Best of 2015Katie Benintende had done her research – she knew she wouldn’t be coming into a gender-equal MBA class at U.C. Berkeley’s Haas School of Business. And she was entering school after several years as an engineer, senior analyst, and manager in a male-dominated field where she’d often been addressed as “sweetie” or “honey” on the plant floor. The class preceding her arrival at Haas had been 32% women. Benintende knew Berkeley was a progressive place, but what she found upon arriving at Haas did not look like progress: her MBA class had even fewer women, 29%.

“I was honestly shocked that we were so far behind our peer schools,” says Benintende, 30. But since she’d first had her eyes opened to gender inequality as a 7th-grader volunteering at a Thai orphanage where only boys would go on to school, Benintende had learned to seek out powerful, capable women. “We found each other pretty quickly when we came to Haas.
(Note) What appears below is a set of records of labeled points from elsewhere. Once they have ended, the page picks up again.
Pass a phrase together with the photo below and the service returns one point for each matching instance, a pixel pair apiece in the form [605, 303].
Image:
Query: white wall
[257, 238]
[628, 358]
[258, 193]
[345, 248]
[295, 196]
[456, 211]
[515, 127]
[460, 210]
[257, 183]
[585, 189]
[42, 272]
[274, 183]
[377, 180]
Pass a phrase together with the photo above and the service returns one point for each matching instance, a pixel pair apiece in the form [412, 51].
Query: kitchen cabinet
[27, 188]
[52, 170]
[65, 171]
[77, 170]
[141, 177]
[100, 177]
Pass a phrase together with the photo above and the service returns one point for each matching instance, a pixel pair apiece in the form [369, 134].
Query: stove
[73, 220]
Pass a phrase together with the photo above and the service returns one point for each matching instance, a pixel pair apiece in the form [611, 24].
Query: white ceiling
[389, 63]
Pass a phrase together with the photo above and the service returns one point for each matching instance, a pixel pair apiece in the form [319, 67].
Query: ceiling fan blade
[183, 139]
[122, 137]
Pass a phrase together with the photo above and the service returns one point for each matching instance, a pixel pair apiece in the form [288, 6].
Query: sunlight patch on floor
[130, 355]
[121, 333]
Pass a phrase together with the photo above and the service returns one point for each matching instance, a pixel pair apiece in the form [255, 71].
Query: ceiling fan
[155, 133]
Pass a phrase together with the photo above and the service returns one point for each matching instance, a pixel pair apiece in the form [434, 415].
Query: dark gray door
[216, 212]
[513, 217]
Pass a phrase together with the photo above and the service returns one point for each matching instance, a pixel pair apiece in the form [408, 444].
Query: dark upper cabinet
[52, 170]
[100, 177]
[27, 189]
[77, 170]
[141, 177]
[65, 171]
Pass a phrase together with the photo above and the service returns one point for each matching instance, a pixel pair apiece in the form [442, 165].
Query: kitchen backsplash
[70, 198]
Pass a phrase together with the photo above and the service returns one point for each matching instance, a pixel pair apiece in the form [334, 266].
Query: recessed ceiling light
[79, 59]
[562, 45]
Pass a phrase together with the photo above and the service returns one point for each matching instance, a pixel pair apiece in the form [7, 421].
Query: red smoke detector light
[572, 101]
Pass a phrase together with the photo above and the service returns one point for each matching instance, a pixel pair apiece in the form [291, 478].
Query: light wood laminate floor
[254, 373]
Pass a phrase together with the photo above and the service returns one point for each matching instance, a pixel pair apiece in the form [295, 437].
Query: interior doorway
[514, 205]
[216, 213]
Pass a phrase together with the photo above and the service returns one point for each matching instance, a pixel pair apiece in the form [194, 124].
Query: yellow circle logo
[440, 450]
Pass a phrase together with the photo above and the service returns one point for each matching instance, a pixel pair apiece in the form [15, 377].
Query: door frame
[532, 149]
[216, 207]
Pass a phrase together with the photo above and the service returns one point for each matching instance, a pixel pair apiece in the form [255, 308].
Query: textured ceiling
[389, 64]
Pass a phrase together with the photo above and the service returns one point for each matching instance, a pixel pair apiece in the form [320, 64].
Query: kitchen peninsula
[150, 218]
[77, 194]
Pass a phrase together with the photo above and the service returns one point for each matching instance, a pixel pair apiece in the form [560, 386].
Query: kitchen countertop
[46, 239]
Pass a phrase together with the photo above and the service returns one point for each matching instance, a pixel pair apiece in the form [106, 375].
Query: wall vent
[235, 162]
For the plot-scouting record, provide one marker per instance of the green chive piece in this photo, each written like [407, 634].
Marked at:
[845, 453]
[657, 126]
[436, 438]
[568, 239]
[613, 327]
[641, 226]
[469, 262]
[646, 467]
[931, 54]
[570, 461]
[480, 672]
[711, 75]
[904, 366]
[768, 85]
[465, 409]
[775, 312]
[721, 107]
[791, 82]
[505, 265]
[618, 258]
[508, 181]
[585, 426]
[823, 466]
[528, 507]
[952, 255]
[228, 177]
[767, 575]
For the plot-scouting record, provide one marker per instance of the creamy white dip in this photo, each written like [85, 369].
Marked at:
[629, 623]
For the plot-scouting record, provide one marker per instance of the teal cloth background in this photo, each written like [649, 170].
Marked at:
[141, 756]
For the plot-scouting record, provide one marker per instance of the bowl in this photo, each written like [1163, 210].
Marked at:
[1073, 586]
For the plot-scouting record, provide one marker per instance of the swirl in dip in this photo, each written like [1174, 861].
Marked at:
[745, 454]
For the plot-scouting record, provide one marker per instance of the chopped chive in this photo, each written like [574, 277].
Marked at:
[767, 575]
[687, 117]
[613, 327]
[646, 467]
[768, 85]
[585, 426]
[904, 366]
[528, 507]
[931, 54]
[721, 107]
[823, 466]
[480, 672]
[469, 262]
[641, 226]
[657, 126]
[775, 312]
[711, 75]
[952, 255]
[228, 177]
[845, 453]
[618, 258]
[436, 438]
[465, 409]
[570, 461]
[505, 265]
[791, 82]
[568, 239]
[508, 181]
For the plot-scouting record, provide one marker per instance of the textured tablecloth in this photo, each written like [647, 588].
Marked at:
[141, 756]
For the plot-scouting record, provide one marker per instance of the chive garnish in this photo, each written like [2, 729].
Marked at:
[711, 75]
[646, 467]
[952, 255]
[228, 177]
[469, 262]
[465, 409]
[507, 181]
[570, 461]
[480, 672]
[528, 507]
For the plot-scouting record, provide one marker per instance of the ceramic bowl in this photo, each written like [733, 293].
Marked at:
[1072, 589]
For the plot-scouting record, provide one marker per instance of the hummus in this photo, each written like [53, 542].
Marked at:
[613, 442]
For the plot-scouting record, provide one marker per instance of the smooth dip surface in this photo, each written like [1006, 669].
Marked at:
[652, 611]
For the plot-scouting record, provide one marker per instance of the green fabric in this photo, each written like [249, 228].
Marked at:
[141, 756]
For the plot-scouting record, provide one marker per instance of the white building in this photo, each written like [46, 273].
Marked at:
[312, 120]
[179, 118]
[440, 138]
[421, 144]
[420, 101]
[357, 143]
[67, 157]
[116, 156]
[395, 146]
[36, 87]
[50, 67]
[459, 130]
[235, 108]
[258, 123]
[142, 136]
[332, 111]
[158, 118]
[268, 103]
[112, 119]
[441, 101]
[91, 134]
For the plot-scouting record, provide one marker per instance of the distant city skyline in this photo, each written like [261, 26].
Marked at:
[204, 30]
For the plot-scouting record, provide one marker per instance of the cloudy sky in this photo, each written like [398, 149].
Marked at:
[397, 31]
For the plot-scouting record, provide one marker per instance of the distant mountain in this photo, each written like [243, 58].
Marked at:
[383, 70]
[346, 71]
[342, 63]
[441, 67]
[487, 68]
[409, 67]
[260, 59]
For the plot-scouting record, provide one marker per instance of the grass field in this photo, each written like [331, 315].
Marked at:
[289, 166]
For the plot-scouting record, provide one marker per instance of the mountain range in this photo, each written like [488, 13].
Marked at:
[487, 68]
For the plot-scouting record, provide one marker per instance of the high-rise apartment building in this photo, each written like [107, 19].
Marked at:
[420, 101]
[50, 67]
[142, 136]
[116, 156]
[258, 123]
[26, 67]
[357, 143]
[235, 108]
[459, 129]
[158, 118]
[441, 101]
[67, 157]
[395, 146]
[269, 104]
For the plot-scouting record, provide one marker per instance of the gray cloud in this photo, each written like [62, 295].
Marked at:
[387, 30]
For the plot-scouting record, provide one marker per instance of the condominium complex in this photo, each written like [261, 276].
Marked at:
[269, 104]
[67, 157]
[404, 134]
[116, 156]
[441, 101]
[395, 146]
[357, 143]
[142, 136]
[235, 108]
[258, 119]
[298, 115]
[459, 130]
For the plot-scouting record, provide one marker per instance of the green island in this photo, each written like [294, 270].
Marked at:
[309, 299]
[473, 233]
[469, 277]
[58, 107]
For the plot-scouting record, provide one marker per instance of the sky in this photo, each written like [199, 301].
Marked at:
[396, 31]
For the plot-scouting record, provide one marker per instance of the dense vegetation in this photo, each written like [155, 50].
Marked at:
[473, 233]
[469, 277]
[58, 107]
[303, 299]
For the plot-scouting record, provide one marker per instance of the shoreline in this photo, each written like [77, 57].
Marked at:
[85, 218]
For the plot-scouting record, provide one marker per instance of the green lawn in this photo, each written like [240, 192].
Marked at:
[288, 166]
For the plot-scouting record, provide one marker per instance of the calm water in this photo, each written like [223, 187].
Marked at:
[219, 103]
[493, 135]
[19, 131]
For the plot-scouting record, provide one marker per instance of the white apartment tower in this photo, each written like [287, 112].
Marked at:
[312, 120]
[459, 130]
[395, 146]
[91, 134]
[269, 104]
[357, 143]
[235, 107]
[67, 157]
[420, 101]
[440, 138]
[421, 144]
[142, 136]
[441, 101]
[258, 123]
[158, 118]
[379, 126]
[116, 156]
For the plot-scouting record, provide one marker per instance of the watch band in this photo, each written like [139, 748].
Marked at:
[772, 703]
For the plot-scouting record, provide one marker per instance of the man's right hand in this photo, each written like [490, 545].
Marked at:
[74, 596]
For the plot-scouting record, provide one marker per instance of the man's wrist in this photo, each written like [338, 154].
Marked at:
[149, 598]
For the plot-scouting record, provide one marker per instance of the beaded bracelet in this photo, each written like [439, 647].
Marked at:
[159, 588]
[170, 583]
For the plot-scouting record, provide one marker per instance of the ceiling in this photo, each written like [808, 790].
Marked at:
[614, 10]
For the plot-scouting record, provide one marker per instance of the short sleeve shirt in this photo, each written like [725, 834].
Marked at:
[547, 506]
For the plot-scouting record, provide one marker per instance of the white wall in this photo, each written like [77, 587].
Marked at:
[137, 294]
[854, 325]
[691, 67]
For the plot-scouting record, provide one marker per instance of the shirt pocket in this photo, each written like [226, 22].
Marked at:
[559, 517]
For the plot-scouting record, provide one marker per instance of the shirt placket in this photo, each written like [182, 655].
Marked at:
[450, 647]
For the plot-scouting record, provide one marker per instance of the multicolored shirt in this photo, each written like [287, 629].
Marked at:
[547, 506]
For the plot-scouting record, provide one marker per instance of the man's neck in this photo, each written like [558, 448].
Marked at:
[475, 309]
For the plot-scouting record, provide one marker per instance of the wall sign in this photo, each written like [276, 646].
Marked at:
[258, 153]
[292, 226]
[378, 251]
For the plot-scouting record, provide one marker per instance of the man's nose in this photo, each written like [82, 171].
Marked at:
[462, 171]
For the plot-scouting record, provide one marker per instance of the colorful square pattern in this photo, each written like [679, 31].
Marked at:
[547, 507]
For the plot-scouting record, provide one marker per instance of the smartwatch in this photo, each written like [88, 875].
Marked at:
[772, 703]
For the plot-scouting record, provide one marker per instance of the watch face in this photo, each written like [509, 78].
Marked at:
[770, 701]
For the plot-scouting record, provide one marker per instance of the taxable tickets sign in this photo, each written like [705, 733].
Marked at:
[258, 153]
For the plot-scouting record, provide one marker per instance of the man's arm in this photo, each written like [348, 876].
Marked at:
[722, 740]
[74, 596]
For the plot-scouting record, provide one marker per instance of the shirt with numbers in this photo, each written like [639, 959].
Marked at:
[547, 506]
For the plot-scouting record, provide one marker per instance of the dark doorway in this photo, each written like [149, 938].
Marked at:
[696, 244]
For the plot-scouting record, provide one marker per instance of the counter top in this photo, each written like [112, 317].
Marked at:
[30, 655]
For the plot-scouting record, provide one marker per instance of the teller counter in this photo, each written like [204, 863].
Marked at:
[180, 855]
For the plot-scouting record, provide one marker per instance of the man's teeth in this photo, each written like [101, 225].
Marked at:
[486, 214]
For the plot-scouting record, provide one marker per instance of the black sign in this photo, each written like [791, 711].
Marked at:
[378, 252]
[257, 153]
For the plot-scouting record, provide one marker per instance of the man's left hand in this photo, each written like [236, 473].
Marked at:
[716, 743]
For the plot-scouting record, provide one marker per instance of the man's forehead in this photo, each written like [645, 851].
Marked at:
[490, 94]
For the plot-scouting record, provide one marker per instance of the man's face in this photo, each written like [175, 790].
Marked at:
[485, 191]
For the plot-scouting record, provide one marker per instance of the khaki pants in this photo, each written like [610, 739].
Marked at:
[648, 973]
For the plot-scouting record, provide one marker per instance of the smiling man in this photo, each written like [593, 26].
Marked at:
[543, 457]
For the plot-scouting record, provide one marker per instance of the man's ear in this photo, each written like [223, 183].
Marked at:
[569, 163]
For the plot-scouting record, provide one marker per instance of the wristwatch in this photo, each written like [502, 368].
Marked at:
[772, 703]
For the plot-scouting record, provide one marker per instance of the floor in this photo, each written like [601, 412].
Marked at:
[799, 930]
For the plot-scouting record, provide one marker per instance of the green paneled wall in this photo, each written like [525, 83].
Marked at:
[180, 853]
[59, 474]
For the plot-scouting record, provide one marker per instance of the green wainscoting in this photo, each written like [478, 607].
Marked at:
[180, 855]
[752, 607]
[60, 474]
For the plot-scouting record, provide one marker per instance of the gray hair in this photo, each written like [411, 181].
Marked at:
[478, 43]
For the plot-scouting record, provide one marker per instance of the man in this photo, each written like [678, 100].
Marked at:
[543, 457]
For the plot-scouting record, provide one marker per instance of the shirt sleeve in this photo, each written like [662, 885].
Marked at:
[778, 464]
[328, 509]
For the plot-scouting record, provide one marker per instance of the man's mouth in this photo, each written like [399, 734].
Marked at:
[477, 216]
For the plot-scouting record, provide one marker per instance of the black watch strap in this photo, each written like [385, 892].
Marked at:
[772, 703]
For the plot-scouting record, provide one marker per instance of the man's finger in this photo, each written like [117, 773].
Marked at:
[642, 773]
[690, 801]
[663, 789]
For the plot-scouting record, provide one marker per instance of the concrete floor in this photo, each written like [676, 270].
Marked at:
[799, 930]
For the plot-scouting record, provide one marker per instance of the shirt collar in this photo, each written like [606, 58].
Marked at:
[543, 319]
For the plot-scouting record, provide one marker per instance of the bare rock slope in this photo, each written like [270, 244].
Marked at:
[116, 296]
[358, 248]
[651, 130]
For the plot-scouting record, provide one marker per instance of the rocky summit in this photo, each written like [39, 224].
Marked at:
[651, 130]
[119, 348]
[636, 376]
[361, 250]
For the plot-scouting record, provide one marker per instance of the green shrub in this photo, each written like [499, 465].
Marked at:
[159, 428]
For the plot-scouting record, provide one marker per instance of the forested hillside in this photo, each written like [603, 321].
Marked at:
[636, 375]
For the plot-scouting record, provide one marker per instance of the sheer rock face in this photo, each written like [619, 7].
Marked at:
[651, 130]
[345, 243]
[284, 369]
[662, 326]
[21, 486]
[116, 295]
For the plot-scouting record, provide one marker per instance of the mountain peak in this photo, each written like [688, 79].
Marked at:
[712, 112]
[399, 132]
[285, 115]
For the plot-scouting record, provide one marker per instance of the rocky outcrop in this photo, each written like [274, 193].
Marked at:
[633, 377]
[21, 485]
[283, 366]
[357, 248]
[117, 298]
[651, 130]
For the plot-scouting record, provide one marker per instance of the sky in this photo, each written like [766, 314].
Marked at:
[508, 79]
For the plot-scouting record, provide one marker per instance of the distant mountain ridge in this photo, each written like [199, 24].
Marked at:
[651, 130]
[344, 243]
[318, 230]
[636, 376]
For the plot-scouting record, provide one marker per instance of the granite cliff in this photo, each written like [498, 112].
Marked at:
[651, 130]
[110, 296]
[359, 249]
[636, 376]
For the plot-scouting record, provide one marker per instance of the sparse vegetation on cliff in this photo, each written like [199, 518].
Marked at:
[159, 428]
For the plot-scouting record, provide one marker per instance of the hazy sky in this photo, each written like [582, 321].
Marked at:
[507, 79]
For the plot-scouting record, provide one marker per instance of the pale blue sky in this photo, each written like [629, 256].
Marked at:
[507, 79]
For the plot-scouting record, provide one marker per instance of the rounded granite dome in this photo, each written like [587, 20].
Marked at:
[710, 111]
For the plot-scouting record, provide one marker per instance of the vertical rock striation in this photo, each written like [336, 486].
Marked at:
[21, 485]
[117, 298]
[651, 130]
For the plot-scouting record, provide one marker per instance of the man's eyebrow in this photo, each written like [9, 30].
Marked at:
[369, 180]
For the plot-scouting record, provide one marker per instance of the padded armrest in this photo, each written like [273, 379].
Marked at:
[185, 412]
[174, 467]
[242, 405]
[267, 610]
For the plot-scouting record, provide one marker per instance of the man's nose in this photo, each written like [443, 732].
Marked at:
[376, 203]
There was a group of us that noticed the inequality and felt like this was a place that we could lead the revolution, to make the change that needed to be made in business, to drive more women to reach the highest levels.”

The group, joined by two male students, met with faculty to rally support for a full-on gender-parity effort, covering everything from admissions to male-centered course content. They reached out to influential female alumni. They met with dean Richard Lyons. They participated in admissions events, to persuade female all-stars to choose Haas.

A HUGE LEAP FOR WOMANKIND

The result? A turbocharged boost to the school’s gender-parity effort, and a Class of 2016 that’s 43% women – up 14 percentage points in a single year.

Benintende was seven when her father took a job for Ford in Dubai. Her mother, an artist, had earlier opposed the idea of living in the Middle East. “She is an enormous feminist,” Benintende says. “She likes her freedom and she likes to be able to do what she wants . . . and likes to be able to express herself.” But Dubai was a good career move for Benintende’s father, and her mother agreed to move.

While Dubai offered Benintende an opportunity to experience a variety of cultures, she believes it was the place where she began to internalize the external societal biases against women and girls. “I’ve always been aware of my gender because you had to be very careful in the Middle East. At night you had to be really, really careful.”

A PIVOTAL EARLY EXPOSURE TO GENDER INEQUALITY

Then she went to Thailand in seventh grade to volunteer in an orphanage – a pivotal event. She found that girls who didn’t get adopted would become caretakers, while boys would be sent to school. “That was my trigger,” Benintende says. “These kids were not only not getting the education they deserved but they were being forced into these gender roles when they were five or six years old. My whole life up to that point I had been told that I could do anything and be anything. It made me sick and sad and I remember coming home to my parents and being appalled by it.”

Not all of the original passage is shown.